Economia trasparente e sostenibile? Tanta teoria e poca pratica, tanti sforzi e pochi risultati. Nel mondo l’attività delle industrie estrattive operanti nei settori di gas, minerali e idrocarburi è ancora avvolta dal mistero. L’iniziativa per la trasparenza delle industrie estrattive (Eiti), avviata nel 2003 su iniziativa delle parti interessate, a oltre dieci anni di distanza ha prodotto risultati “scostanti e parziali”. E’ il giudizio del Servizio ricerca del Parlamento europeo in uno studio sullo stato di attuazione dell’iniziativa Eiti. Nata con l’idea di creare una piattaforma globale che unisse governi, imprese e parti interessate al fine di produrre regole di trasparenza uguali per tutti, l’iniziativa non ha prodotto i risultati sperati. Dopo undici anni “restano ancora lacune considerevoli perché l’Eiti possa essere un sistema standard globale”. Un fallimento. Anche perché a ben vedere chi doveva sostenere l’iniziativa non l’ha fatto. Allo stato attuale, tra le principali economie, solo l’Ue ha regole di trasparenza per le industrie estrattive. La direttiva “Trasparenza e rendicontazione” adottata nel giugno del 2013 ha come obiettivi proprio quelli di rendere pubbliche attività economiche delle aziende e le loro attività. Inoltre la Commissione europea ha versato 10,6 milioni di euro nello speciale di assistenza tecnica per quei paesi impegnati a rispettare i criteri Eiti.
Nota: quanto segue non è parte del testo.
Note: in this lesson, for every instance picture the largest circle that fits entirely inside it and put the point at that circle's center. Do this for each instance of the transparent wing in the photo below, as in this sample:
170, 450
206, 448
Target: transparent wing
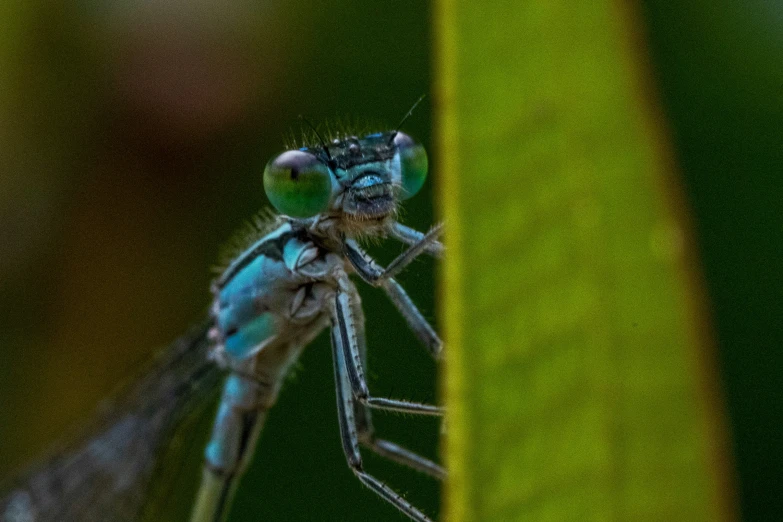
114, 470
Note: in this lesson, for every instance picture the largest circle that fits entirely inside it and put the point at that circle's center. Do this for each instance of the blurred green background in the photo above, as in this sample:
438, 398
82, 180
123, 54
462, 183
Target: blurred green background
132, 142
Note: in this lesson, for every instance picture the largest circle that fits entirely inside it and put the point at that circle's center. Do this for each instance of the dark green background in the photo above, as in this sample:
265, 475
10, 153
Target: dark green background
132, 145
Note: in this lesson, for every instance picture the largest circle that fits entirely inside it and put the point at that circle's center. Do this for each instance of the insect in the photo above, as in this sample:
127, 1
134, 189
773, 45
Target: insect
268, 304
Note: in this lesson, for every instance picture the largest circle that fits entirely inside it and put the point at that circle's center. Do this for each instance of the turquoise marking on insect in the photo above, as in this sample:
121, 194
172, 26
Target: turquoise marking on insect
268, 304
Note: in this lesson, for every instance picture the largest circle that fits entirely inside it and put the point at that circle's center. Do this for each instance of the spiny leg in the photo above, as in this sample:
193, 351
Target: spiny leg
369, 271
410, 236
390, 450
363, 417
343, 323
349, 437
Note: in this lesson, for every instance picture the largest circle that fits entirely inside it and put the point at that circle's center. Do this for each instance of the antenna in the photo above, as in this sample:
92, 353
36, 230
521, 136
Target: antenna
405, 118
318, 135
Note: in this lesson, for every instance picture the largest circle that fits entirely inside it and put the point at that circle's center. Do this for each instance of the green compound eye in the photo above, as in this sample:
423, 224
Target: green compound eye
413, 164
298, 184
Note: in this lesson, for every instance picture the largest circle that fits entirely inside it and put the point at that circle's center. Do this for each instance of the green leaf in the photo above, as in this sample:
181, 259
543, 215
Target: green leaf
579, 367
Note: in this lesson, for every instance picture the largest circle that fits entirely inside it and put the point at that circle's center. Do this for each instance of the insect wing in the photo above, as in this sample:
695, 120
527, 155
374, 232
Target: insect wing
115, 470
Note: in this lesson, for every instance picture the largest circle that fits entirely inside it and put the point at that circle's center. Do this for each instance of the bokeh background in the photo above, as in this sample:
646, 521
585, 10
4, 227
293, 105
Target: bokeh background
132, 140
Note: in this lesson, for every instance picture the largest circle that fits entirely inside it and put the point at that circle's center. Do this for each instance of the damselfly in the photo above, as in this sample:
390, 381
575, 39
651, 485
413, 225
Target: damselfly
269, 303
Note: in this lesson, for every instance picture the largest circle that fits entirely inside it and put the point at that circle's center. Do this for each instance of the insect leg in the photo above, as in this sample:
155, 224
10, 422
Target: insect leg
349, 437
417, 323
390, 450
411, 236
345, 330
372, 273
369, 270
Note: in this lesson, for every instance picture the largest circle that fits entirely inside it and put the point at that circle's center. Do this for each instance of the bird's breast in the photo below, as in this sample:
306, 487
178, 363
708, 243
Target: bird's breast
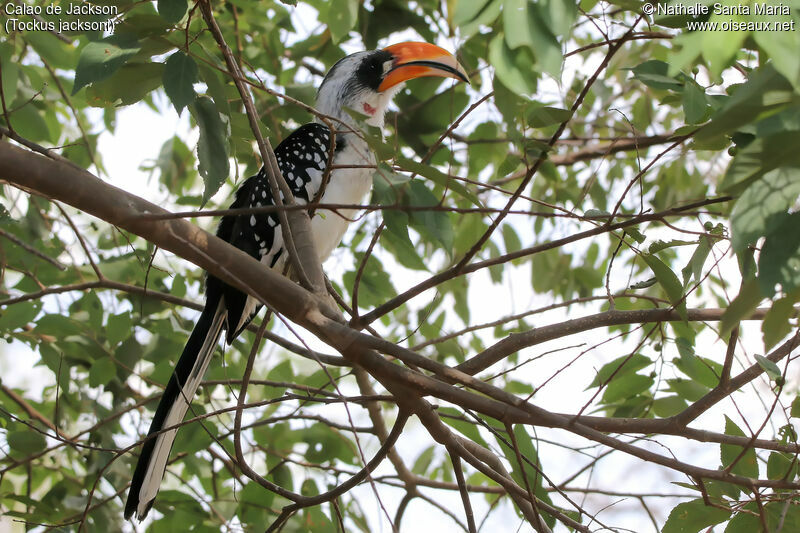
346, 186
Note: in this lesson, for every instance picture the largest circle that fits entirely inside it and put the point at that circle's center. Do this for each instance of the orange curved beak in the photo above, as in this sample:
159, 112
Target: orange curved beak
416, 60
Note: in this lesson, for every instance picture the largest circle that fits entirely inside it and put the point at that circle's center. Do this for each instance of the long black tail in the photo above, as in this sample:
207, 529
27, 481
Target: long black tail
172, 408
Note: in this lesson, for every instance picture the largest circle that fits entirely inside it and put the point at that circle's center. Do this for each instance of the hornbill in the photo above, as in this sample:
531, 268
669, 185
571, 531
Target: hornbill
364, 82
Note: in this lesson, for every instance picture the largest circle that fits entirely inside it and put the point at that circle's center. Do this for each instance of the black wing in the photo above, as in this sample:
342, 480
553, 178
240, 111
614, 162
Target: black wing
302, 158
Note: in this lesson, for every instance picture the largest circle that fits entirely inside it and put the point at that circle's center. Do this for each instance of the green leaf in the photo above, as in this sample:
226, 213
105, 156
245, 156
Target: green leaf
341, 18
212, 147
180, 73
626, 386
693, 516
694, 103
653, 73
436, 224
660, 245
102, 371
760, 157
282, 372
669, 282
700, 369
530, 465
118, 328
439, 178
28, 121
462, 11
694, 268
19, 315
513, 68
423, 461
669, 406
781, 466
779, 262
128, 85
747, 465
741, 307
541, 116
775, 44
518, 23
769, 367
100, 59
765, 90
795, 409
687, 389
172, 10
619, 367
720, 48
28, 441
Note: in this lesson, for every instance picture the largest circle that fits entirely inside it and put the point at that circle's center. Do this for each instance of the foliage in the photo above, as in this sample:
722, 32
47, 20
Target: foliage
608, 173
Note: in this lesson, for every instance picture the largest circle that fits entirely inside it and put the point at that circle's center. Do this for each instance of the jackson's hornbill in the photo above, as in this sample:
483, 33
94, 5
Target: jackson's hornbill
364, 82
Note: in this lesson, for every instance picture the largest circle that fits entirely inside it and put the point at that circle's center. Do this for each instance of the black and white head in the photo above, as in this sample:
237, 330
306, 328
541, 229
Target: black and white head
366, 81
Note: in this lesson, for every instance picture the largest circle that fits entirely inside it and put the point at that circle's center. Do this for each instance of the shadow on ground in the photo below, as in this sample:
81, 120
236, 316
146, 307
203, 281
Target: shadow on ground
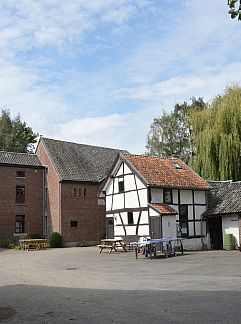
42, 304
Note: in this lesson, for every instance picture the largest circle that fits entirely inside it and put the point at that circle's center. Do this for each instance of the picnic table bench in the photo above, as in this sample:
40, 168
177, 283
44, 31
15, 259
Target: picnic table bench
112, 244
27, 244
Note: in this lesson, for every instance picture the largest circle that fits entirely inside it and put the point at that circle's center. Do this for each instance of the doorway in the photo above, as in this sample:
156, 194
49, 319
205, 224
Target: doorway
155, 227
110, 227
216, 232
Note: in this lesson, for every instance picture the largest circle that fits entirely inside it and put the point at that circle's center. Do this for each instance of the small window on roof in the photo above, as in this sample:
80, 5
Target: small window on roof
20, 174
176, 165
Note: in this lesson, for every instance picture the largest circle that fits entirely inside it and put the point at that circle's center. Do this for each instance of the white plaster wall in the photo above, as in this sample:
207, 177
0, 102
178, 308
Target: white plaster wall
118, 201
144, 217
231, 226
139, 183
126, 169
143, 197
117, 220
119, 231
129, 182
198, 228
131, 199
199, 210
199, 197
143, 230
120, 171
153, 212
156, 196
109, 190
175, 196
169, 226
185, 197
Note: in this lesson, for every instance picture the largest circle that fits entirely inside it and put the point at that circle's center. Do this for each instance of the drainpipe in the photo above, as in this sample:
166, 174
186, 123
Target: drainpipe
202, 233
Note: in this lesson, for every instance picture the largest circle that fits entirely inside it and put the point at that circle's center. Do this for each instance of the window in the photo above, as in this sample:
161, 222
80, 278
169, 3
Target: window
121, 186
130, 218
19, 225
20, 194
20, 174
167, 196
183, 219
73, 223
176, 165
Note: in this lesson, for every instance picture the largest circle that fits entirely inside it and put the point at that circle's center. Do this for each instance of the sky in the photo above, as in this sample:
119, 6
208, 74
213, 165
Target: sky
99, 71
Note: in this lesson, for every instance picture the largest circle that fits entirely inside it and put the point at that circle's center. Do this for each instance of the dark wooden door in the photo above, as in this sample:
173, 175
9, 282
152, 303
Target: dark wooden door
155, 227
216, 232
110, 227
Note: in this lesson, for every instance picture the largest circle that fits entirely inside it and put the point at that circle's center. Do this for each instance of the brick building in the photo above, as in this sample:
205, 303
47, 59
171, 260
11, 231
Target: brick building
21, 196
74, 174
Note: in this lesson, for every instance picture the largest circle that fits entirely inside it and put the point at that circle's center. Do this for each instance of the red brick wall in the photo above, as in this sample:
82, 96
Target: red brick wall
32, 208
52, 183
85, 210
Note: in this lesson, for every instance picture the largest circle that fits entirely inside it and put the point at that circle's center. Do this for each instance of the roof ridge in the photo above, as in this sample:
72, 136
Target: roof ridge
157, 157
27, 153
90, 145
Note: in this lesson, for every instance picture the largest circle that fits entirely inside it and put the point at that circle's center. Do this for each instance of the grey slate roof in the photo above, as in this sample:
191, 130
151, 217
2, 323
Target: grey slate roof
21, 159
224, 198
80, 162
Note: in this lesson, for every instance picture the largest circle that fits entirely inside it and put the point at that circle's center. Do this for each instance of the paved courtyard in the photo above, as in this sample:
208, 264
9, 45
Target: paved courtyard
80, 285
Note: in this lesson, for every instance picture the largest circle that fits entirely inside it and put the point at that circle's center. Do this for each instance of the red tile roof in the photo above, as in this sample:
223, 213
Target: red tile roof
164, 209
166, 172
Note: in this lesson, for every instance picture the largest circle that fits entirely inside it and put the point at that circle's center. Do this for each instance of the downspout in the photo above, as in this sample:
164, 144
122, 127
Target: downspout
60, 222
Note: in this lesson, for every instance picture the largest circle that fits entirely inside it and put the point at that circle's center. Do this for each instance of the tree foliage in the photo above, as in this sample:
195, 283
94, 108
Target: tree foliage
235, 8
15, 135
170, 134
217, 137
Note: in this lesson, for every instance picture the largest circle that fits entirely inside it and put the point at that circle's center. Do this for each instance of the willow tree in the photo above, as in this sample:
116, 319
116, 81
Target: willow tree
170, 134
216, 132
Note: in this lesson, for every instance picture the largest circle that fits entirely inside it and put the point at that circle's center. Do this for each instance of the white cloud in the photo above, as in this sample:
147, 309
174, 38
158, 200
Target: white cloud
179, 55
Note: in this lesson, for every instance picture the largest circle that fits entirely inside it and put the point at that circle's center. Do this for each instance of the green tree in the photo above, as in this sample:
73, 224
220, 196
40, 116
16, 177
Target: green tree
235, 8
216, 133
15, 135
170, 134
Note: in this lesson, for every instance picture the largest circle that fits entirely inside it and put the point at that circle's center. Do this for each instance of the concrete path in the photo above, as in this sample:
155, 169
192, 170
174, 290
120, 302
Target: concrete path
82, 286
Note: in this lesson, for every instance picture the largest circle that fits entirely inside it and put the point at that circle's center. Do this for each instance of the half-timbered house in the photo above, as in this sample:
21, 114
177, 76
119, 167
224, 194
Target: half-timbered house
155, 197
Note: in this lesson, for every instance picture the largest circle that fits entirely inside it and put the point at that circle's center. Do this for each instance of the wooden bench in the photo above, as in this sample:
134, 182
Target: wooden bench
112, 244
38, 244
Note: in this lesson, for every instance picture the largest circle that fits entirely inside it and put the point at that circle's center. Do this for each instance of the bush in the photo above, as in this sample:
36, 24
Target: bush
12, 245
55, 240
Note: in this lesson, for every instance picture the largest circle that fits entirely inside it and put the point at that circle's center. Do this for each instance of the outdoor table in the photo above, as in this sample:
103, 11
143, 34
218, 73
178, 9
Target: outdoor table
112, 244
26, 244
169, 246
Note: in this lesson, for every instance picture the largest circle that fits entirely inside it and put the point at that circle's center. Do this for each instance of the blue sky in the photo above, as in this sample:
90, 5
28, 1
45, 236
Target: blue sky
99, 71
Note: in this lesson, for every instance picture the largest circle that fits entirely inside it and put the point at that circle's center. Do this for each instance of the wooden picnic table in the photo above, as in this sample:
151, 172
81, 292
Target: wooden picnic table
112, 244
39, 244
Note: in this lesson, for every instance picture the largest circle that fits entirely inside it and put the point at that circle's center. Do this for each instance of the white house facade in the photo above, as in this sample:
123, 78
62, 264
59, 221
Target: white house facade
155, 197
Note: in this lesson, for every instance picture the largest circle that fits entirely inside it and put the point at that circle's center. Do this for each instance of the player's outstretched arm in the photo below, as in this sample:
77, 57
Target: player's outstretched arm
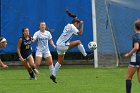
52, 43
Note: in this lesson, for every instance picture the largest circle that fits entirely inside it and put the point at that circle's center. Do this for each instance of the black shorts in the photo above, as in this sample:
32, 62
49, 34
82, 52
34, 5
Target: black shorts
135, 60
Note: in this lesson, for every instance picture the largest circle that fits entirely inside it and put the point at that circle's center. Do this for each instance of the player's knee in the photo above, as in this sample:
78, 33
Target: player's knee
37, 64
78, 42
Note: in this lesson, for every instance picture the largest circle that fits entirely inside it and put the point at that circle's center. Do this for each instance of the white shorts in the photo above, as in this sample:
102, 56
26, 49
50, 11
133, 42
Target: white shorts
44, 55
61, 50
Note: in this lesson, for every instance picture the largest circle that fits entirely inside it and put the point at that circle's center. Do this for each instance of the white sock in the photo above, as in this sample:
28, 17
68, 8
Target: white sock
51, 68
82, 49
57, 66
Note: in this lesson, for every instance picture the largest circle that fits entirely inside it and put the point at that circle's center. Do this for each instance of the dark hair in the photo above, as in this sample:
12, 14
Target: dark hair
1, 38
137, 24
23, 30
75, 20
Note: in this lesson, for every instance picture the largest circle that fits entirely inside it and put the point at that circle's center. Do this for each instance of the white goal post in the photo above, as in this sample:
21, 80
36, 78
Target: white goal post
94, 33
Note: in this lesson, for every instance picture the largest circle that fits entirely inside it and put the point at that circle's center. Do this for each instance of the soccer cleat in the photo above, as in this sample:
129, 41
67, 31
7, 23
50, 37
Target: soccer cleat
35, 71
53, 78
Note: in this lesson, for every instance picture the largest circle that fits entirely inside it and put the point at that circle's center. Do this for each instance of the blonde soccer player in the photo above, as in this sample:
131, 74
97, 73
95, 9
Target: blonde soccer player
134, 65
3, 43
24, 51
42, 36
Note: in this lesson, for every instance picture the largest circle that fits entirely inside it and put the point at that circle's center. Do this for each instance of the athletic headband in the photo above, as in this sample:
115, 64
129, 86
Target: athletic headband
3, 40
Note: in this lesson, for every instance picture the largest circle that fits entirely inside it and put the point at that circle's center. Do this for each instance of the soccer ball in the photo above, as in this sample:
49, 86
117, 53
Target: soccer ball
92, 45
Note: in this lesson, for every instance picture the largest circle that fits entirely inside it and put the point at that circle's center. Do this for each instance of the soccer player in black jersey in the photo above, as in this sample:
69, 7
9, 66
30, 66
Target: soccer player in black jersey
24, 51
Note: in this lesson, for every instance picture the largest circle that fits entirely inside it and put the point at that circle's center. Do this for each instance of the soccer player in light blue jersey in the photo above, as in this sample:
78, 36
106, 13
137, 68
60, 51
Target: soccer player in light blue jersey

Sul fronte extra-europeo nessun movimento. L’iniziativa per la trasparenza delle industrie estrattive è stata concepita per i paesi in via di sviluppo, così da garantire uno sviluppo sostenibile, ma sul fronte delle economie emergenti la ricezione e la partecipazione è stata pressoché nulla. I paesi Brics (Brasile, Russia, India, Cina, Sudafrica) non hanno mai aderito. Il servizio ricerca del Parlamento europeo rileva che il governo brasiliano “non sta sostenendo” le iniziative Eiti nonostante la principale compagnia di settore, Petrobras, abbia sostenuto la necessità dell’Eiti. Nemmeno la Cina ha mai sposato l’iniziativa, per timore che l’Eiti possa rivelarsi uno strumento dell’Occidente per frenare la presenza cinese in Africa. Quanto alla Russia, a prescindere dalle tensioni degli ultimi mesi, il paese “tende a confrontare i propri standard con quelli di paesi quali Cina, Arabia Saudita e Qatar più che con gli standard europei”. L’India risulta diffidente, vero è che “in generale c’è una forte dipendenza dalle politiche nazionali dalla legislazione locale” e questo porta a ritenere che “l’India non sosterrà una propria appartenenza all’Eiti”. Il Sudafrica ha invece altri problemi: il paese è ancora alle prese con la redistribuzione di ricchezze, cariche e poteri tra la popolazione, ancora segnata da decenni di politiche di apartheid. L’assenza di un esempio degli Stati Uniti complica ulteriormente le cose: il gigante nordamericano a oggi risulta ancora paese con status di “candidato” alla partecipazione all’iniziativa per la trasparenza delle industrie estrattive.
Dopo un decennio c’è ancora praticamente tutto da fare. Il Servizio ricerca del Parlamento europeo evidenzia come oggi siano 27 i paesi emergenti ad aver risposto in modo soddisfacente all’iniziativa per la trasparenza delle industrie estrattive. Sono per lo più paesi africani (Burkina Faso, Camerun, Costa d’Avorio, Ghana, Liberia, Mali, Mauritania, Mozambico, Nigeria, Sierra Leone, Tanzania, Zambia), anche se spiccano i tre paesi asiatici confinanti con la Russia (Azerbaijan, Kazakistan e Mongolia). Ma l’assenza delle economie di peso è un buco difficilmente colmabile da questi 27 virtuosi e dall’Ue.